Chris Heaney Mummifying Museums poster

Thursday, April 11, 2024

4:00-5:30 p.m.

Joukowsky Forum (155), 111 Thayer

Light refreshments at 3:30 p.m.
Talk at 4:00 p.m.

About the Event
Between 1820 and 1920, the largest single population of human remains in American museums like the Smithsonian, the American Museum of Natural History, and Harvard's Peabody was from the Andes. By collecting these "ancient Peruvian" mummies and skulls, anthropologists sought a foundation for the historical study of race worldwide. But in doing so, they compounded a far longer struggle for the ancestral dead in the Andes—one that began when Spain invaded the empire of Tawantinsuyu in 1532 and confiscated its Inca ancestors. This longer history of the theft of Indigenous bodies makes clear the responsibility of U.S. museums to the history of supposedly more distant populations, whose racialization fueled grave-robbing throughout the Americas. But it also reveals how Peruvian intellectuals and grave-openers, some of Inca and Andean descent, used the dead to transform their study, curating these “scientific ancestors” as evidence of historical precedence, sovereignty, climactic care, healing, and national belonging. This work preceded North American efforts at decolonization by decades, if not centuries, and challenges our understanding of what it might mean to mummify a museum.

About the Speaker
Christopher Heaney is a historian of Latin America, with research interests in the history of science, indigeneity, museums, race, and deathways in the Andes, Americas, and the World. He is the author of two books. His most recent, "Empires of the Dead: Inca Mummies and the Peruvian Ancestors of American Anthropology(Oxford University Press, 2023), is a history of the collection and display of Inca mummies and ancient Peruvian skulls in the Americas, spanning from the 16th century to the present. His prior book, "Cradle of Gold: The Story of Hiram Bingham, a Real-Life Indiana Jones and the Search for Machu Picchu" (2010), was a history of Yale University’s conflict with Peru over the excavation of Machu Picchu, and advocated for the return of the site’s human remains and gravegoods to Peru. It was published in Spanish as "Las Tumbas de Machu Picchu: La historia de Hiram Bingham y la Busqueda de las últimas ciudades de los Incas" in 2012. His third book will be a history of the colonial laws regulating grave-robbing in the Anglo-Iberian Atlantic World, and their assault upon Indigenous sovereignty.

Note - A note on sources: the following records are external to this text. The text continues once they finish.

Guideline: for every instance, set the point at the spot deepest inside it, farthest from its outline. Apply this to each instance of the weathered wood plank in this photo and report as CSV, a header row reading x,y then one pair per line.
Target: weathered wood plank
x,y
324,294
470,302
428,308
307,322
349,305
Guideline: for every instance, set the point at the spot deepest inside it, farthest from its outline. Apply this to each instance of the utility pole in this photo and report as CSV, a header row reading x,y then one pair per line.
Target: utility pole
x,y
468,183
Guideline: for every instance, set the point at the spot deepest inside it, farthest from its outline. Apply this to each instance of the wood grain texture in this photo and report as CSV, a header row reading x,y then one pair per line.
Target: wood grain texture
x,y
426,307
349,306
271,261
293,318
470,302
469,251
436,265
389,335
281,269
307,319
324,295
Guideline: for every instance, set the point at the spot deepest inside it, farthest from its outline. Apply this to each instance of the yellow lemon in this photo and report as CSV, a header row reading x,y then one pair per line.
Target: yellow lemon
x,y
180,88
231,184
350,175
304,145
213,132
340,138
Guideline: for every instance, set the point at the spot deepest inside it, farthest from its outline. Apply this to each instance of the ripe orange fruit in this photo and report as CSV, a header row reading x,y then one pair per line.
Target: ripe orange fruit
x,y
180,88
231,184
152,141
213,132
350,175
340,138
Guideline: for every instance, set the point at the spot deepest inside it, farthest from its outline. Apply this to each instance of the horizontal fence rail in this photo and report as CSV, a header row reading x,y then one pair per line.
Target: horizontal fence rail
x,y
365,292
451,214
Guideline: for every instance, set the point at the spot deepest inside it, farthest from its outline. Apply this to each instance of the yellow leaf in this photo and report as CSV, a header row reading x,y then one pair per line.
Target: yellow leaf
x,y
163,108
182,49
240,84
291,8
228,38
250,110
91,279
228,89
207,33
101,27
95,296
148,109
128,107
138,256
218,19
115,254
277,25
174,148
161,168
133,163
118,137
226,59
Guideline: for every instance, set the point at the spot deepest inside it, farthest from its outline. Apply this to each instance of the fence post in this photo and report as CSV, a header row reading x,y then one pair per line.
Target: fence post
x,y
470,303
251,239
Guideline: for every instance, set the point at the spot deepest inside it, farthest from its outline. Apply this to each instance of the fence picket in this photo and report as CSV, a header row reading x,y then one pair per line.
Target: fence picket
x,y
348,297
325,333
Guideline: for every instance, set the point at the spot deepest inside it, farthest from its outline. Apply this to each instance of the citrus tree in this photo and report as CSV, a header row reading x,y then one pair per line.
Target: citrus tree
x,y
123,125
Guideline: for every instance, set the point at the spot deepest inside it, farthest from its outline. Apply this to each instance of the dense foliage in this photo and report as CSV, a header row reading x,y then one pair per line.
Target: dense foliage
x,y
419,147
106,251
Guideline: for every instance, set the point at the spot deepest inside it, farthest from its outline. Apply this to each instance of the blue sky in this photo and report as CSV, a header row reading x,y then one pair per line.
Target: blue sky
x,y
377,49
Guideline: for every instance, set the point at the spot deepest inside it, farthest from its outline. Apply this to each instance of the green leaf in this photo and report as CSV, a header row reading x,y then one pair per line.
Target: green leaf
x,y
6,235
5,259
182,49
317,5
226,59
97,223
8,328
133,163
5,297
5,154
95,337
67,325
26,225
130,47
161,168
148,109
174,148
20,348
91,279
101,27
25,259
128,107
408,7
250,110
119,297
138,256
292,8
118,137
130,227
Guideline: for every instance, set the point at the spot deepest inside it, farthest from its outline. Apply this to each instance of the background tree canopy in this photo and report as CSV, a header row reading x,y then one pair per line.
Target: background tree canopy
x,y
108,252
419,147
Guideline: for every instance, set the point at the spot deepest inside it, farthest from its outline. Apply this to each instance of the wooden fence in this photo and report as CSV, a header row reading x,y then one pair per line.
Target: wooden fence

At Penn State, he trains undergraduate and graduate students in Colonial and Modern Latin American history, the history of Peru and the Incas, the history of science, and the cultural history of United States-Latin American relations. His approach to teaching presumes a Latin America that has always been modern, and an Americas and Atlantic World shaped by movements, infrastructures, and knowledges of Native peoples. In 2012, he co-founded and was the Editor-in-Chief of The Appendixa journal of narrative and experimental history. From 2016 to 2018 he was the Barra Postdoctoral Fellow at the McNeil Center for Early American Studies, at the University of Pennsylvania in Philadelphia. His writing has been featured by The New YorkerThe Atlantic, and The New York Times.